Releases: CampagneLaboratory/variationanalysis
Release 1.4.0
- Various bug fixes. Indel performance is now state of the art on NA12878 with the V37 mapper
(org.campagnelab.dl.genotype.mappers.GenotypeMapperV37). Note that .sbi files must be
rebuilt with Goby 3.3.0+ (some bug fixes were done in Goby). - Framework TrainModel: added support for Mixup (See https://arxiv.org/abs/1710.09412.)
Training with mixup is supported for all types of models developed in this project. - Debugged LSTM inputs for genotypes. Similar performance to fully connected architecture,
but more compact models. Use V38 genotype mapper with the LSTM architecture. - Draft of genotype segment modeling. Files in the .sbi format can be converted
to the .ssi format, which can store data about consecutive bases of the genome (segment).
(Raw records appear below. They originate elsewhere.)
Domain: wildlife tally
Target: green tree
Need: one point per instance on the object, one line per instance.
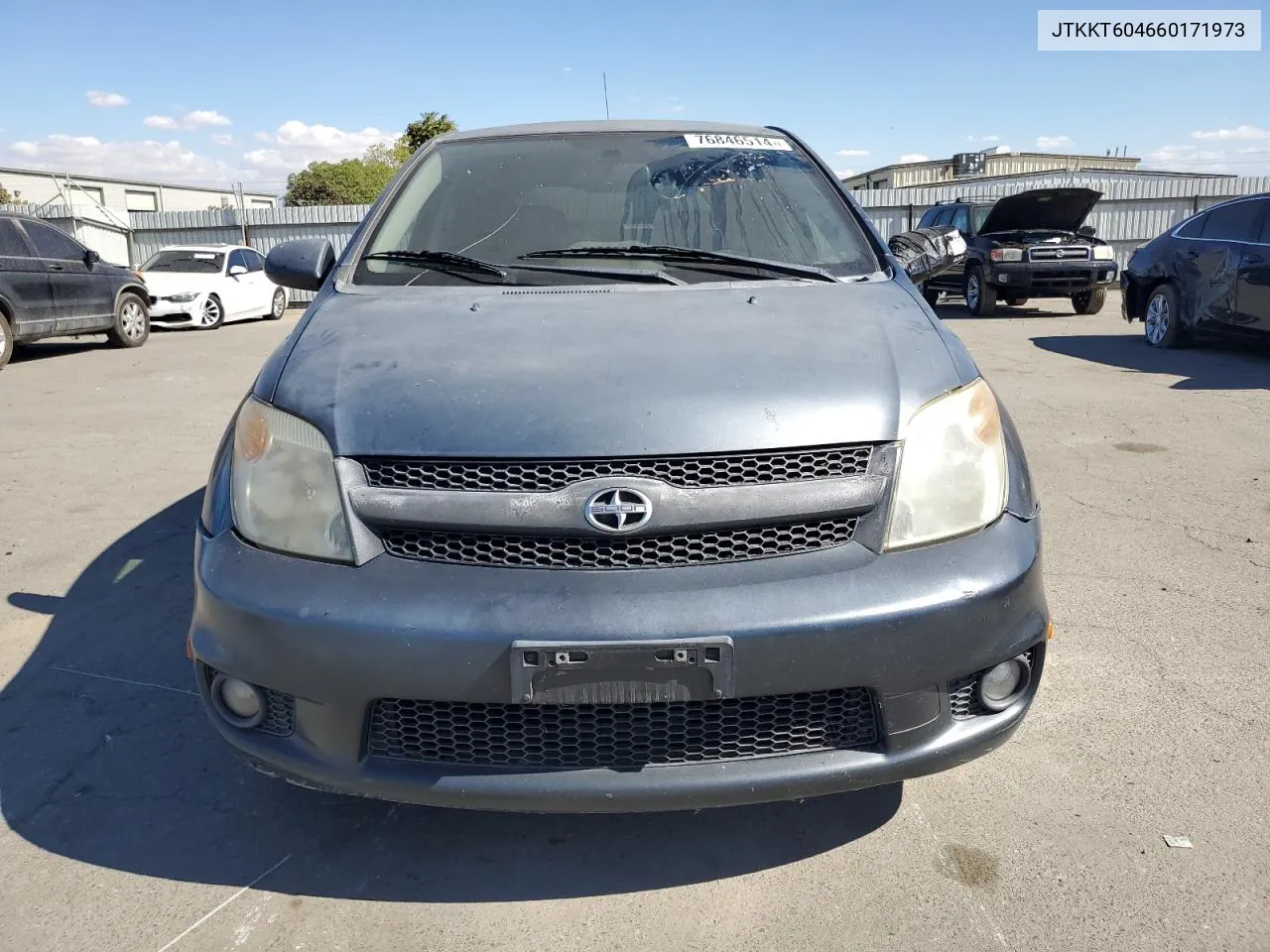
(350, 181)
(427, 126)
(359, 180)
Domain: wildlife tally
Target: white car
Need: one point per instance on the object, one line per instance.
(203, 286)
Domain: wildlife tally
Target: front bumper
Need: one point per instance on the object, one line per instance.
(1052, 278)
(172, 313)
(902, 625)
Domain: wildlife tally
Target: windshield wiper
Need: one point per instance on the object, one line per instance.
(689, 257)
(447, 262)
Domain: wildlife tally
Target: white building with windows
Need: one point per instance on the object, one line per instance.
(121, 195)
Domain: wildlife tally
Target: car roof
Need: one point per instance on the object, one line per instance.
(557, 128)
(206, 248)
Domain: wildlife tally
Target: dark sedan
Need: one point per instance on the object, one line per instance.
(616, 466)
(1210, 275)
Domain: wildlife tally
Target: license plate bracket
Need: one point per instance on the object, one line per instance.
(621, 671)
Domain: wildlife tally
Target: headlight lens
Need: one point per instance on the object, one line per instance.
(285, 494)
(952, 472)
(1006, 254)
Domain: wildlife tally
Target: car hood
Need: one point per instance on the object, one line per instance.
(613, 371)
(164, 284)
(1057, 208)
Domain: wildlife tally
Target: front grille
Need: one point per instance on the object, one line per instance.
(619, 552)
(1060, 253)
(549, 475)
(1062, 282)
(620, 735)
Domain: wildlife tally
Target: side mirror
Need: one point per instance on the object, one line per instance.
(302, 264)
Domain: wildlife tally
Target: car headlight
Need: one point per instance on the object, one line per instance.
(952, 474)
(284, 489)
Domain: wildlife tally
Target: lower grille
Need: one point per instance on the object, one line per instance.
(964, 692)
(280, 707)
(580, 737)
(619, 552)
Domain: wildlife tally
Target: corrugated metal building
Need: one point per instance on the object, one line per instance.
(70, 189)
(978, 166)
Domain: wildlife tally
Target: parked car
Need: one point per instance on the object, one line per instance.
(1210, 275)
(616, 466)
(204, 286)
(51, 287)
(1033, 244)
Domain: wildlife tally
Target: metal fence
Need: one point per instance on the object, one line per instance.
(1130, 212)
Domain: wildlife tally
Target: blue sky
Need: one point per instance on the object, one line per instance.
(253, 90)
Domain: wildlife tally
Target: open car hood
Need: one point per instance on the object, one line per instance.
(1058, 208)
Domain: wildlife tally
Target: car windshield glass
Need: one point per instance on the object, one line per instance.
(191, 262)
(499, 199)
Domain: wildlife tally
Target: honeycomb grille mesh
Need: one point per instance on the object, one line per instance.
(549, 475)
(617, 552)
(620, 735)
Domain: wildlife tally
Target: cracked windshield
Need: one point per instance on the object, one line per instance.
(495, 479)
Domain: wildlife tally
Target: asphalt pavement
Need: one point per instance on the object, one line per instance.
(127, 825)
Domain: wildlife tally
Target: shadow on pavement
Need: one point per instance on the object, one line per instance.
(42, 349)
(122, 771)
(1206, 365)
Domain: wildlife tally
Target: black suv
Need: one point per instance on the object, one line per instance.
(53, 286)
(1033, 244)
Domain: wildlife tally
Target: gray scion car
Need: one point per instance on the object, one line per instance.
(616, 466)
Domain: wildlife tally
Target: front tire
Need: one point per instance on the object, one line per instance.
(211, 315)
(980, 298)
(5, 340)
(278, 307)
(1089, 302)
(1162, 321)
(131, 322)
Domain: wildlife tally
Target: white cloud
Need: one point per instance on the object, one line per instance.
(295, 144)
(105, 100)
(1241, 132)
(190, 121)
(204, 117)
(1245, 162)
(85, 155)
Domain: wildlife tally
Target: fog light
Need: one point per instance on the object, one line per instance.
(236, 701)
(1001, 685)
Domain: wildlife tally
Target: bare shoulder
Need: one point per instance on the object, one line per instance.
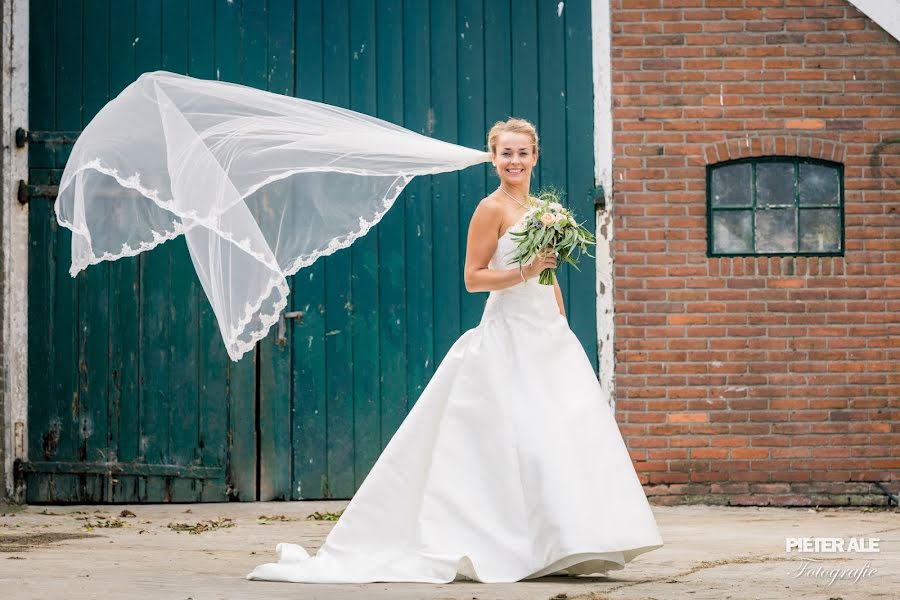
(488, 214)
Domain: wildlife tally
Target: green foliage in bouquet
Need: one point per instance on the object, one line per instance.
(549, 224)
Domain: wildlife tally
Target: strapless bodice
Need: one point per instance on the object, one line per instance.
(529, 299)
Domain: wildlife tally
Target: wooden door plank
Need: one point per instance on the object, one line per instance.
(471, 86)
(240, 376)
(308, 371)
(448, 263)
(65, 370)
(44, 415)
(274, 371)
(155, 354)
(93, 293)
(581, 292)
(365, 257)
(124, 282)
(182, 308)
(393, 324)
(339, 300)
(419, 230)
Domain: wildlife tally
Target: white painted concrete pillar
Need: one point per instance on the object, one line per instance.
(14, 239)
(602, 69)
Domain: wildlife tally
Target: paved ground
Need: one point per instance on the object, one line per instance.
(79, 552)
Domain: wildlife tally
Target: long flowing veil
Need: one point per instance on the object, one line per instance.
(260, 184)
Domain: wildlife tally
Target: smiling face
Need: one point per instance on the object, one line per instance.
(514, 158)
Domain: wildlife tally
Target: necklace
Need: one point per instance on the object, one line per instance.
(513, 197)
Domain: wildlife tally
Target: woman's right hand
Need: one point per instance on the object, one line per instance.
(545, 259)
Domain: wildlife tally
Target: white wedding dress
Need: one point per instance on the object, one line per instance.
(509, 466)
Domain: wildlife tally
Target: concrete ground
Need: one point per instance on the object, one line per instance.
(204, 551)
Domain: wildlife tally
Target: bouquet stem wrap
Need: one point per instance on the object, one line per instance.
(260, 184)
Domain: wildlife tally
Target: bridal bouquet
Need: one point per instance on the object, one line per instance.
(550, 224)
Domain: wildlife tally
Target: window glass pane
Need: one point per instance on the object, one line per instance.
(774, 184)
(820, 230)
(775, 230)
(732, 231)
(731, 185)
(818, 185)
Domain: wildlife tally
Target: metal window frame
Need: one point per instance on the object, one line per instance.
(796, 161)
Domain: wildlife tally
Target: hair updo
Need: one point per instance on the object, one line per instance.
(514, 126)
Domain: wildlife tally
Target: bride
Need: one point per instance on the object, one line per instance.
(510, 464)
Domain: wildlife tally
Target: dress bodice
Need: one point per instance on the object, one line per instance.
(528, 298)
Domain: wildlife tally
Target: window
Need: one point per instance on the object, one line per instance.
(775, 205)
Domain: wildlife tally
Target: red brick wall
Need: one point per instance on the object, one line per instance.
(762, 380)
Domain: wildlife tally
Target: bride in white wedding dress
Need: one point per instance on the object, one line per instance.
(510, 465)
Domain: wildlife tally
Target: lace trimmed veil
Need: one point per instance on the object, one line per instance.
(260, 184)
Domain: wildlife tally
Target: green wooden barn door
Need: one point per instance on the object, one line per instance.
(378, 318)
(132, 397)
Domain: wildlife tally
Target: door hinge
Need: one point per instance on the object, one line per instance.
(23, 136)
(599, 198)
(281, 338)
(26, 192)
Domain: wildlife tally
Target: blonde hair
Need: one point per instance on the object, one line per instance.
(514, 126)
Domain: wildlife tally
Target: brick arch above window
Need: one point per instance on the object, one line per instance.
(773, 145)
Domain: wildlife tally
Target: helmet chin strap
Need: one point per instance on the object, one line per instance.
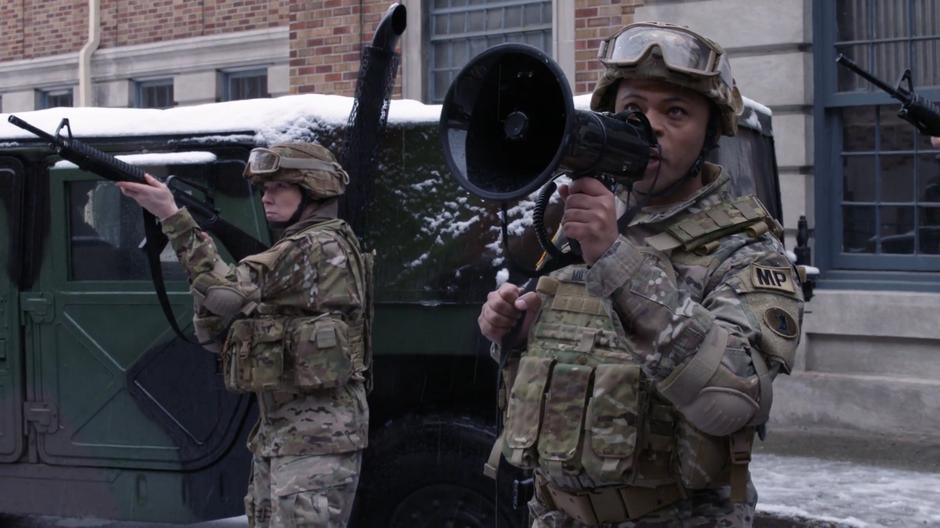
(711, 143)
(305, 200)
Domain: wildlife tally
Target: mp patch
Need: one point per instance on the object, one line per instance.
(781, 323)
(767, 278)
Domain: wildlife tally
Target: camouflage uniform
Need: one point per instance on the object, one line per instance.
(668, 301)
(647, 374)
(313, 423)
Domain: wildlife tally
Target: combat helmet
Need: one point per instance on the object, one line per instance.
(669, 53)
(310, 166)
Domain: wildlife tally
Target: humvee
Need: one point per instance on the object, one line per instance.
(105, 413)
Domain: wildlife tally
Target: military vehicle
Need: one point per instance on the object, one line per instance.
(105, 413)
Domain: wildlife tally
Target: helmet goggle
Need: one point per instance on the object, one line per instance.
(266, 161)
(682, 50)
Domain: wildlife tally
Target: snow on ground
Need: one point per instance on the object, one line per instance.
(837, 493)
(845, 493)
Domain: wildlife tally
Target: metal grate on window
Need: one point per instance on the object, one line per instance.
(246, 84)
(885, 199)
(154, 94)
(461, 29)
(887, 36)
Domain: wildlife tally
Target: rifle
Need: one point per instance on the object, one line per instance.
(916, 110)
(239, 243)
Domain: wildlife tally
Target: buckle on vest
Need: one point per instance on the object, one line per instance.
(741, 443)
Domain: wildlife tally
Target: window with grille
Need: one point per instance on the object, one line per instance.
(245, 84)
(154, 94)
(458, 30)
(877, 177)
(55, 97)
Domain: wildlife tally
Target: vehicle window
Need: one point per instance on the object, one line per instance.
(106, 229)
(106, 232)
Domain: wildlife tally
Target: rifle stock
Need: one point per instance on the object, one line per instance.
(239, 243)
(916, 110)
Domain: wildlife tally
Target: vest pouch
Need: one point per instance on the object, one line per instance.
(612, 426)
(563, 423)
(209, 330)
(319, 352)
(253, 355)
(703, 459)
(524, 412)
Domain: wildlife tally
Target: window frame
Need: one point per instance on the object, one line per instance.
(141, 85)
(227, 76)
(46, 93)
(840, 269)
(429, 38)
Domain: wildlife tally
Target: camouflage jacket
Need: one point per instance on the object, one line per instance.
(305, 273)
(668, 301)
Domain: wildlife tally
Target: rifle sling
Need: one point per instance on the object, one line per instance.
(156, 241)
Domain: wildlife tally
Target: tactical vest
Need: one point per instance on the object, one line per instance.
(580, 407)
(274, 349)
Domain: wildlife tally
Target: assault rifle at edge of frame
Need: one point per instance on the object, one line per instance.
(88, 158)
(916, 110)
(239, 243)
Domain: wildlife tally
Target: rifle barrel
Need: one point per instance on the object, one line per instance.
(848, 63)
(30, 128)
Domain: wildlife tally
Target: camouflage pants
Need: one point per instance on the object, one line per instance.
(703, 509)
(302, 491)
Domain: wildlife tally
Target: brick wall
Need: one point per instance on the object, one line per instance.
(595, 20)
(326, 36)
(39, 28)
(326, 39)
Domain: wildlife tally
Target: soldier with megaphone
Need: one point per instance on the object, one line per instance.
(639, 376)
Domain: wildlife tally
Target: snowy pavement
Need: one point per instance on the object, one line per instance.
(794, 491)
(844, 493)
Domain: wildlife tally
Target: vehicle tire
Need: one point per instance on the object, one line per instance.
(427, 472)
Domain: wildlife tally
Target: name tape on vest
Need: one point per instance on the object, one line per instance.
(779, 279)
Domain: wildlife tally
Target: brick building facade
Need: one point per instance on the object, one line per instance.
(323, 40)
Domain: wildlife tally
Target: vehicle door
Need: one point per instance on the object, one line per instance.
(11, 376)
(122, 390)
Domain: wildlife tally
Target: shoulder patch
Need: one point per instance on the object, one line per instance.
(781, 323)
(769, 278)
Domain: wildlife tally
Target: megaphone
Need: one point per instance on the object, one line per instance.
(508, 126)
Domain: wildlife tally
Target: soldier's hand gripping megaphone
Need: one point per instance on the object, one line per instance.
(508, 126)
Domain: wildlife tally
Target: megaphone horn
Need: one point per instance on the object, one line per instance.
(508, 125)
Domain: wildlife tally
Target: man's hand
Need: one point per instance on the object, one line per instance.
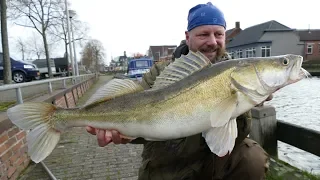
(105, 137)
(268, 99)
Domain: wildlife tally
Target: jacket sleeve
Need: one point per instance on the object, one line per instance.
(149, 77)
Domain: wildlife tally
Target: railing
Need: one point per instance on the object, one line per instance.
(77, 82)
(18, 87)
(267, 130)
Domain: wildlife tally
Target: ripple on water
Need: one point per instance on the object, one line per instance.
(299, 104)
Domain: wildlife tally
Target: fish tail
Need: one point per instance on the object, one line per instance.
(36, 118)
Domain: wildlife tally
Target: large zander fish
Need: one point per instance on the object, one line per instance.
(190, 96)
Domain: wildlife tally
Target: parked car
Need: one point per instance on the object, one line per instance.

This is useful when genomic context is important to some predictions, and could be used
as well for training models for CNV and structural rearrangements. This is work in progress. - Draft SBI simulator (simulate-sbi.sh) to produce an SBI file corresponding to a VCF file, where
counts are non-zero only for bases of a true genotype. - Produce SBI files in a non-sorted format, suitable to convert to .ssi format (parallel-segments-sbi.sh)
- Draft SSI to SBI converter tool (sbi-to-ssi.sh). Takes a non-sorted .sbi file and produce a .ssi file where
genotypes are represented base by base over a genomic segment.
Release 1.3.2
1.3.2 (July 2017)
- parallel-gatk-realign.sh: add MD tags after realignment so that import to Goby or use with can proceed directly.
- parallel-gatk-realign.sh: optimizations to improve parallel processing speed.
- AddTrueGenotypeHelper (used by goby sequence_base_information output) fixed to correctly add indels.
- predict-genotype.sh: --no-cache option added to speed up one of predictions.
- new script: predict-genotypes-many.sh to process several sbi files in parallel and call genotypes (to VCF format). This can be much faster than running goby to genotypes mode if you already have generated .sbi files.
- new genotype mapper: GenotypeMapperV37 has the best performance seen so far.
new somatic mapper: SomaticFeatureMapper2, delegates to two copies of GenotypeMapperV37. - write predicted somatic allele to VCF output: fixed org.campagnelab.dl.somatic.learning.architecture.graphs.SixDenseLayersNarrower2WithFrequencyAndBase
- TrainModel: Stop as soon as a NaN score is encountered.
- new script: generate-somatic-mutaed-set.sh, to generate somatic training set from two alignments.
- parallel-somatic-calls.sh: add focus varmap option to restrict output to specific sites in a varmap.
Release 1.2.3
Various fixes and improvements have improved the genotyping indel performance F1 to 95% (model trained with platinum data on chr 1 and 2). See commits for details.
Release 1.2.2
This release includes the following changes:
- Preliminary support for indels.
Release 1.2
This release introduces models to call genotypes. See the preprint for details Torracinta and Campagne, 2016, Training Genotype Callers with Neural Networks (doi pending).
Release 1.1.1
This release is a major reorganization of the project into modules. The Matcha framework has been implemented and the somatic variation application developed as a separate module, which takes advantage of the framework. Release 1.1.1 is the version used in the preprint continuation (under preparation).
Release 1.0.2.
This first public release of the project demonstrates how to train probabilistic models for ranking and filtering somatic variations. Models can be used with Goby 3 (see github.com/CampagneLaboratory/goby3).